Co-Internacionalización : Compartir para ganar

Actualmente el principal problema para las pymes es la falta de financiación lo cual dificulta tener acceso a líneas de crédito, invertir en nueva maquinaria y tecnología e internacionalizarse. Las  que no cierran, sobreviven y tampoco tienen garantías de sobrevivir durante los próximos años.

Resulta, por tanto, difícil impulsar la innovación y la internacionalización sin disponer de los recursos financieros adecuados.

Ante esta realidad….hay que adaptarse a la situación para encontrar oportunidades sabiendo gestionar las nuevas reglas del mercado.

En este sentido, una de las fórmulas que permite acometer ciertos proyectos, entre ellos, la internacionalización, es la cooperación.

Con capital reducido, sin crédito y sin ayudas públicas el panorama deja pocas opciones en un momento en el que internacionalizarse y abordar nuevos mercados puede ser determinante para mantener la empresa a flote.

Internacionalizarse implica igualmente conocer los pasos adecuados para la empresa y el compromiso de adecuar en la medida de las posibilidades aquellos elementos necesarios para poder vender en un mercado.

Aspectos esenciales como adaptar diseño, embalaje o etiquetado sin olvidar básicos tales como realizar una traducción adecuada  forman parte de las primeras cuestiones a abordar a la hora de realizar un proyecto de internacionalización.

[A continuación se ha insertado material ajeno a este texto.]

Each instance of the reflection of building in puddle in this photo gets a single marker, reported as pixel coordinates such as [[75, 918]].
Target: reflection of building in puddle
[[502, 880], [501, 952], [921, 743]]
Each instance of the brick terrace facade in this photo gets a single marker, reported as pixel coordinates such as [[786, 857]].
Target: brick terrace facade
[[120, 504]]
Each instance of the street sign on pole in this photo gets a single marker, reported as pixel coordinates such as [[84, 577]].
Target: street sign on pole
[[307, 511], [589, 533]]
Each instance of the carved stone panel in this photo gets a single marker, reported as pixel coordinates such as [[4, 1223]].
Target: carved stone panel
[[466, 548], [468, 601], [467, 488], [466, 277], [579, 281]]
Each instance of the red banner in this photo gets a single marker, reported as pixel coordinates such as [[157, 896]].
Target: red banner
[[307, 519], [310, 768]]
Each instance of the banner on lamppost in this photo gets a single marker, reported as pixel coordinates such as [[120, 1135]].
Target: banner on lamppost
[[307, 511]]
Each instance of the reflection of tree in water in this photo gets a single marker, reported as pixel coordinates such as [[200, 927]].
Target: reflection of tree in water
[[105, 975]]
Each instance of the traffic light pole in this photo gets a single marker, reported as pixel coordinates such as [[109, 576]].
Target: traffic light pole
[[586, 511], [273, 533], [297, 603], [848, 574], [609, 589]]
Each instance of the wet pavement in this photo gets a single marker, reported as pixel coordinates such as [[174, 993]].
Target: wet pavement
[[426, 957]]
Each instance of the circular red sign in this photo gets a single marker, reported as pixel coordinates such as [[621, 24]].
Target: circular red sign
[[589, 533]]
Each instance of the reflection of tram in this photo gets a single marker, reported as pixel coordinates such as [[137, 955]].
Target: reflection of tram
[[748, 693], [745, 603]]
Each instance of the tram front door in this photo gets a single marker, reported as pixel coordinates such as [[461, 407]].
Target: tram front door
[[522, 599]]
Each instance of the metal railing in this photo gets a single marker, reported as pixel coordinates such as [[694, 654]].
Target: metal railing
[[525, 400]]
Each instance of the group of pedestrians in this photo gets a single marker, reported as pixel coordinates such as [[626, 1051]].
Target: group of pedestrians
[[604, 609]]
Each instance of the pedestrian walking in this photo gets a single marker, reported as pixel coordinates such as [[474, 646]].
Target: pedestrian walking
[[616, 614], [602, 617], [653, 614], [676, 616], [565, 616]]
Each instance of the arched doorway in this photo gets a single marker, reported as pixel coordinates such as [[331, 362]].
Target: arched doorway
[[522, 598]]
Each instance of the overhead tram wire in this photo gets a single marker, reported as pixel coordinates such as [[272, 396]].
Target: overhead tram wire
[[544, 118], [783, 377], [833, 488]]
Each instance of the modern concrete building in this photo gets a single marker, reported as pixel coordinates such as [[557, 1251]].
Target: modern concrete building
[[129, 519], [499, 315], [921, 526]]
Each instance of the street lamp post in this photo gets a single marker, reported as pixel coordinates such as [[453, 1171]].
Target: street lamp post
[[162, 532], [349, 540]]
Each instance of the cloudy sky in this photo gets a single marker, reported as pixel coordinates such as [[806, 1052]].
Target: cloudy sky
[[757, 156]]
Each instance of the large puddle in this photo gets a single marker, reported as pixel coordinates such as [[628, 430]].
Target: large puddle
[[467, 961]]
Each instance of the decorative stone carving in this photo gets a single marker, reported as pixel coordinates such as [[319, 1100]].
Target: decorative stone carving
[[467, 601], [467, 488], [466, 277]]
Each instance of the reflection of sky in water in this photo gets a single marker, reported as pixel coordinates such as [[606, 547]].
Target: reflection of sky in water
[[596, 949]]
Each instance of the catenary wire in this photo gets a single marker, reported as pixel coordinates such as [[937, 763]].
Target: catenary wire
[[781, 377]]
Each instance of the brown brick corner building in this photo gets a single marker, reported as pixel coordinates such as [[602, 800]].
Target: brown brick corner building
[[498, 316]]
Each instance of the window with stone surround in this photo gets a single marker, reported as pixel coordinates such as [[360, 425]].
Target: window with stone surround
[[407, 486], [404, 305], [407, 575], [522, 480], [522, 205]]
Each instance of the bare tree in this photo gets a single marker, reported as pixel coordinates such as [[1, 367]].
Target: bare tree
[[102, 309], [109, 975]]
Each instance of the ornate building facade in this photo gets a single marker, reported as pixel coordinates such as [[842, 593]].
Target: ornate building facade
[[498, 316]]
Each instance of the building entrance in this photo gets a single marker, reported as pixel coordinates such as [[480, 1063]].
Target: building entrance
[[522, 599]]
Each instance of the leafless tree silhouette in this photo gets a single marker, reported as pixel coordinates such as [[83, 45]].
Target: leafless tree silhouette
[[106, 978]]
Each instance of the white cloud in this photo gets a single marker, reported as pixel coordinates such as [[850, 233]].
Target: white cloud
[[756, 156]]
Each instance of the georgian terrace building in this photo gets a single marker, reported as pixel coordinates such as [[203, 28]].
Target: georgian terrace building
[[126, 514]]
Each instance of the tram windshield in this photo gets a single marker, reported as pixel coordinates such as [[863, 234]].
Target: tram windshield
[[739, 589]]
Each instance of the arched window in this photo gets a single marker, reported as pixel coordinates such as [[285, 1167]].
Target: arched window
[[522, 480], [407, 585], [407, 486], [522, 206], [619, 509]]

En ocasiones una empresa no consigue vender en determinados mercados y, esto no es necesariamente consecuencia de un mal agente comercial o distribuidor sino que, no se adapta adecuadamente el producto o no se estudia adecuadamente el mercado.

A la hora de acometer un gran esfuerzo como el de internacionalizarse, una opción inteligente es compartir dicho esfuerzo con otras empresas donde coincidan intereses y no se entre en una competencia directa. Incluso en escenarios de competencia directa, la experiencia demuestra que existen más oportunidades mediante proyectos de colaboración internacional que si cada cual va por su lado o aún peor, no se coopera por temor a la competencia directa perdiendo toda oportunidad comercial que pueda surgir.

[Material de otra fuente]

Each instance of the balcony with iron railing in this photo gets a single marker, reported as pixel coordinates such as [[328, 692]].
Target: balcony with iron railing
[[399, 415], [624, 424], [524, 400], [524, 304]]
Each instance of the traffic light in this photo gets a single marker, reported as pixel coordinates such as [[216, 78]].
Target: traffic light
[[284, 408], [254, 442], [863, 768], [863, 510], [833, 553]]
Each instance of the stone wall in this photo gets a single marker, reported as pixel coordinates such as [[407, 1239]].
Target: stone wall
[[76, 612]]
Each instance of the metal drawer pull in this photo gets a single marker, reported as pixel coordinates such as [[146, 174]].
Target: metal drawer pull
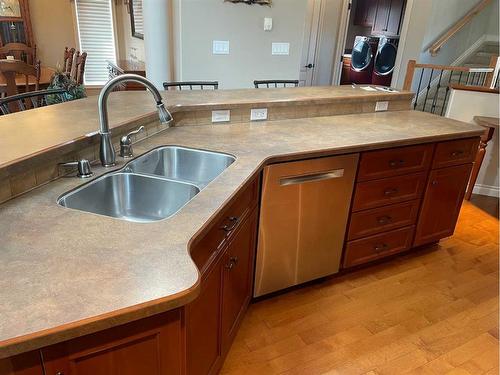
[[390, 191], [397, 163], [234, 221], [384, 220], [380, 247], [295, 180]]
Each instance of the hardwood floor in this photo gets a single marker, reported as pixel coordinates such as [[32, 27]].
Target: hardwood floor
[[434, 311]]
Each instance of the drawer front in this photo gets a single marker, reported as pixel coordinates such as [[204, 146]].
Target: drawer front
[[461, 151], [394, 162], [371, 194], [377, 220], [378, 246], [206, 247]]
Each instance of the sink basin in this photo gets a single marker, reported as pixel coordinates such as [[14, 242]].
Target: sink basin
[[190, 165], [131, 197]]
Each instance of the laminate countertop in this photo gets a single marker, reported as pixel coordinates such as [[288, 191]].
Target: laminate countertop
[[65, 273]]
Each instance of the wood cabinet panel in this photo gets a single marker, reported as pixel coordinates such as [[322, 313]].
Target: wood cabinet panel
[[24, 364], [394, 161], [150, 346], [238, 277], [441, 204], [377, 193], [461, 151], [377, 220], [378, 246], [203, 340]]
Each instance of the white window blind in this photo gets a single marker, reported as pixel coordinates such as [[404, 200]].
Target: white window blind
[[96, 34]]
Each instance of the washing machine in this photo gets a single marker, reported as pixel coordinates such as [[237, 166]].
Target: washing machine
[[384, 61], [363, 51]]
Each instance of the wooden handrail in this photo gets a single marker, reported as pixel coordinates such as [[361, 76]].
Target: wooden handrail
[[436, 46]]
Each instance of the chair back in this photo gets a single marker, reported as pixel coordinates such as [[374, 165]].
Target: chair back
[[13, 72], [33, 99], [191, 85], [20, 51], [275, 83]]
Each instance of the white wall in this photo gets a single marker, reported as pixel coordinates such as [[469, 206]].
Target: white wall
[[463, 106], [203, 21]]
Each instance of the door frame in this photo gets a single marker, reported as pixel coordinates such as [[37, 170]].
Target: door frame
[[343, 28]]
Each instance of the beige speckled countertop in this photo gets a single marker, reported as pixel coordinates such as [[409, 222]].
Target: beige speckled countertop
[[64, 273]]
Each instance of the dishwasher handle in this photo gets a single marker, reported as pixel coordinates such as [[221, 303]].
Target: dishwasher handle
[[321, 176]]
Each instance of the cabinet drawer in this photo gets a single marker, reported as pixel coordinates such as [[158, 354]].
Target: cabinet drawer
[[378, 246], [394, 162], [390, 190], [207, 245], [461, 151], [377, 220]]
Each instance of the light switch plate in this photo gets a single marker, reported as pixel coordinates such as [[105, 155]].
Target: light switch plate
[[381, 106], [221, 115], [280, 49], [258, 114], [220, 47]]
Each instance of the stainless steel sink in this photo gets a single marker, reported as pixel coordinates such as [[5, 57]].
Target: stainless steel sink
[[131, 197], [198, 167]]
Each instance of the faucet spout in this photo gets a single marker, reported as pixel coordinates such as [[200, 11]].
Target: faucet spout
[[107, 153]]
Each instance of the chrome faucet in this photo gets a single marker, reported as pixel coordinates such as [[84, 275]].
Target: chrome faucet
[[106, 151]]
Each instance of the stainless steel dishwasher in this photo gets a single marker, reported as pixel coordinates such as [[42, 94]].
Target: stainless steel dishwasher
[[303, 217]]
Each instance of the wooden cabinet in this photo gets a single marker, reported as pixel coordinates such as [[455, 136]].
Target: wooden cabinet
[[364, 14], [388, 16], [150, 346], [441, 205], [238, 278], [24, 364]]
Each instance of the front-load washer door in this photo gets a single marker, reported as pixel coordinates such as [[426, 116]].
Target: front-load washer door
[[385, 59], [361, 55]]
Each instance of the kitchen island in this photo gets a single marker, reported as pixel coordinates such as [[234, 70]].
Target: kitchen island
[[67, 274]]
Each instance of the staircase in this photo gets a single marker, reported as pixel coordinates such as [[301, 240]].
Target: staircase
[[435, 100]]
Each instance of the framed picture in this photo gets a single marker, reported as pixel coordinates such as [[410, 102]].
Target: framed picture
[[10, 8], [136, 18]]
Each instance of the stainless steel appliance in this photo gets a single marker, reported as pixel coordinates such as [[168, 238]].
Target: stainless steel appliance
[[304, 211]]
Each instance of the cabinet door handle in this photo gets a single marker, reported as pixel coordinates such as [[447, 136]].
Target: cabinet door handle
[[380, 247], [390, 191], [295, 180], [233, 221], [384, 220], [396, 163]]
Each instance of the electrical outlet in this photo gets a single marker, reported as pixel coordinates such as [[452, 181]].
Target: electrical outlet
[[258, 114], [381, 106], [221, 115]]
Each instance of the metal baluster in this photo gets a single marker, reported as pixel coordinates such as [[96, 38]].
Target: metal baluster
[[418, 89]]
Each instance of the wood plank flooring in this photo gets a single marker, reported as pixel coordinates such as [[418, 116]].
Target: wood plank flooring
[[434, 311]]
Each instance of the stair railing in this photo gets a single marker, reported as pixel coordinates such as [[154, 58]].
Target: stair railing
[[443, 39], [432, 83]]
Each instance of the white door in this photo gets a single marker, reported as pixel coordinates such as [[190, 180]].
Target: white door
[[311, 28]]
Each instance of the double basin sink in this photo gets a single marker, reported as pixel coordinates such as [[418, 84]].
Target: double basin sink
[[151, 187]]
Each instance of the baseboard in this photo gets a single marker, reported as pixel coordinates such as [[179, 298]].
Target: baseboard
[[491, 191]]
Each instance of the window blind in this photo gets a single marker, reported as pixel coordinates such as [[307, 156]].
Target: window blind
[[96, 35]]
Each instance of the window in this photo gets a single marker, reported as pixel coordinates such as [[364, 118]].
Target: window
[[96, 35]]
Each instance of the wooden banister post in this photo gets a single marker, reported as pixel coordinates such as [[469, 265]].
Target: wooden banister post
[[410, 70]]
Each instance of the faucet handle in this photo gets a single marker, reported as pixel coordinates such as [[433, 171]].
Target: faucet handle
[[126, 143], [83, 167]]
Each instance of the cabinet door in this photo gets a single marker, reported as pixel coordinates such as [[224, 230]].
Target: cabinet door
[[23, 364], [238, 274], [150, 346], [441, 205], [203, 344]]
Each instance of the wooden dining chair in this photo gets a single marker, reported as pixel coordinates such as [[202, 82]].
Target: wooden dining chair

¿Cuál es entonces la solución?

La solución pasa por un cambio de actitud y perder ciertos miedos. Todos hemos tenido malas experiencias y no hay un seguro que nos proteja ni una técnica innovadora que nos garantice al 100%  no volver a experimentar problemas .

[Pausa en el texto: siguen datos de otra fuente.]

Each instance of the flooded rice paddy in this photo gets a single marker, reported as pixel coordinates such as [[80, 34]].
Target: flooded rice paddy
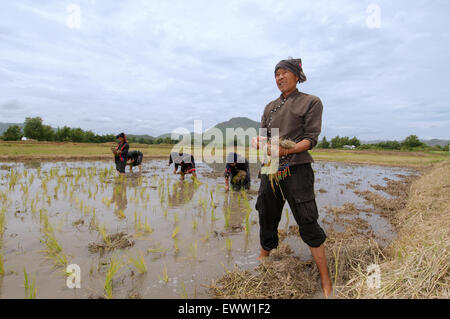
[[149, 235]]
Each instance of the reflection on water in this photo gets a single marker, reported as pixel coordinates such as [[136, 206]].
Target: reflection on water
[[211, 228], [182, 193]]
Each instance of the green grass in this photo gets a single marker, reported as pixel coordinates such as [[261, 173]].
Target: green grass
[[47, 150], [114, 267], [139, 263], [18, 150], [392, 158], [30, 287]]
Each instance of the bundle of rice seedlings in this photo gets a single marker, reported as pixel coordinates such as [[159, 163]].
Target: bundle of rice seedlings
[[272, 168]]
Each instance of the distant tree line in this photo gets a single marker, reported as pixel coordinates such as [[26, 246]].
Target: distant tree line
[[35, 129], [411, 142]]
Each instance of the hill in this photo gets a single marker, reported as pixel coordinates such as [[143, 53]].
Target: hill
[[4, 126]]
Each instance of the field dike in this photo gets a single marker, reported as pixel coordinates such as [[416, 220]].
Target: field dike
[[414, 265]]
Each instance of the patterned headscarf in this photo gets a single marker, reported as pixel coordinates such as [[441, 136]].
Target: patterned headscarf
[[293, 65]]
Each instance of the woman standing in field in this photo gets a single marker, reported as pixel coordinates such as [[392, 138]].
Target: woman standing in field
[[298, 118], [121, 153]]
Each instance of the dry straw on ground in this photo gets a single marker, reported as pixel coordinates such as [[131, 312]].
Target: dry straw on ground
[[415, 265]]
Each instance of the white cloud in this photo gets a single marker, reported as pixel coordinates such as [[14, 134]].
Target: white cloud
[[149, 67]]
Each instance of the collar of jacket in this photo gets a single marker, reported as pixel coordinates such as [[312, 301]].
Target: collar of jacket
[[292, 94]]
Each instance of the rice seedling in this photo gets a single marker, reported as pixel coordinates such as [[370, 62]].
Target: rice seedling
[[287, 217], [213, 215], [165, 275], [175, 232], [2, 267], [193, 249], [2, 220], [156, 250], [54, 250], [139, 263], [194, 224], [114, 266], [247, 222], [31, 180], [147, 228], [183, 292], [121, 214], [13, 179], [206, 237], [228, 244], [227, 216], [212, 200], [30, 288]]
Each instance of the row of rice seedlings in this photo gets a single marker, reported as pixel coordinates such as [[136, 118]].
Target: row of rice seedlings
[[114, 266], [139, 263], [30, 287]]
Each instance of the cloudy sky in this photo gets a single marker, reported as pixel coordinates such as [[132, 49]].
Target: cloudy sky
[[381, 68]]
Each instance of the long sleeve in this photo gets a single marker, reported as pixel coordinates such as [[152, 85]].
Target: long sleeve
[[313, 122]]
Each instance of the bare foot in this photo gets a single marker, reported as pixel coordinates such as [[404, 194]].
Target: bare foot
[[263, 254], [327, 288]]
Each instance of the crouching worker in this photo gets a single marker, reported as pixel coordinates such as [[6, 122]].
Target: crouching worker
[[238, 171], [121, 153], [135, 159], [295, 176], [185, 162]]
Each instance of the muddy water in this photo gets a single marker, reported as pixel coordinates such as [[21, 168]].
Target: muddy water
[[80, 197]]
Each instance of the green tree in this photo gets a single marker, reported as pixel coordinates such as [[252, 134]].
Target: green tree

Lo que sí puede hacerse es seleccionar de manera adecuada a los compañeros de viaje, rodearse de un equipo profesional, que comparte los mismos objetivos y valores, todo ello con el fin de minimizar los posibles problemas. De alguna manera, no es muy distinto a planificar un viaje en grupo. No sabemos lo que ocurrirá, pero si podemos minimizar los riesgos si planificamos adecuadamente, contratamos a un guía profesional o bien vamos de la mano de alguién que tiene experiencia y conoce el destino y como siempre, si adoptamos una actitud abierta para aprender y descubrir en el camino sin perder de vista en ningún momento los objetivos planteados y la necesidad de obtener resultados.